A question to consider: how will you change homeschooling?
You might be a long-term homeschooler, or you might be homeschooling in reaction to public school closures and virtual classes. If so, your choice, along with the choices of many others, may impact both public school and homeschooling.
Will the public education ecosystem change as a result of so many people opting out of the public schools? Will homeschooling change?
- How many people will send their children back to brick and mortar schools as soon as the current crisis wanes?
- Did parents discover ways that school was not meeting their children’s needs that they were unaware of?

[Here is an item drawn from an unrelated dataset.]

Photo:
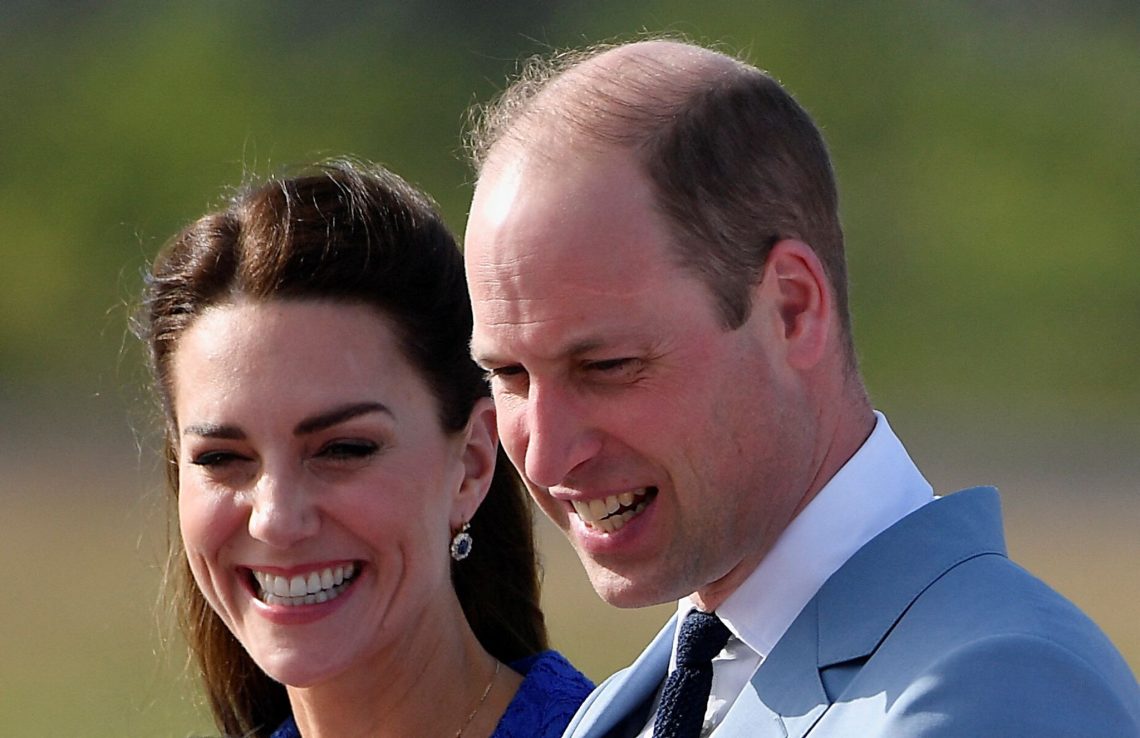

- Did parents who opted to homeschool temporarily mostly choose to do “school-at-home,” or did many transition to the more innovative and flexible learning approaches that open the doors to the benefits of homeschooling?
- Will schools make changes to try to re-attract those who opted to homeschool?
- Will schools budget for, train for, and develop a public virtual school delivery that is more realistic and do-able for families and teachers in case it’s needed in the future?
- Will schools develop more hybrid “homeschooling” models, and will those threaten the distinctiveness of “regular” homeschooling?
- Will we get honest about the child-care role of public education?
- Will we see more community-centered services for homeschooled kids as the niche becomes more widely recognized?
- Will homeschoolers see a resurgence of criticism of homeschooling, or will the increase in numbers, even if temporary, provide greater understanding?
- How will state legislators and governors view homeschooling, given that many more of their constituents will have homeschooled?
- How will homeschool organizations adapt to representing new members from a different cross-section of the population and with different reasons for homeschooling?
You can take an active role to support homeschooling, which will help you learn more about whether proposed changes and trends are helpful or have hidden downsides you may not have thought about.
Do your homework. How you change homeschooling could have ramifications for generations.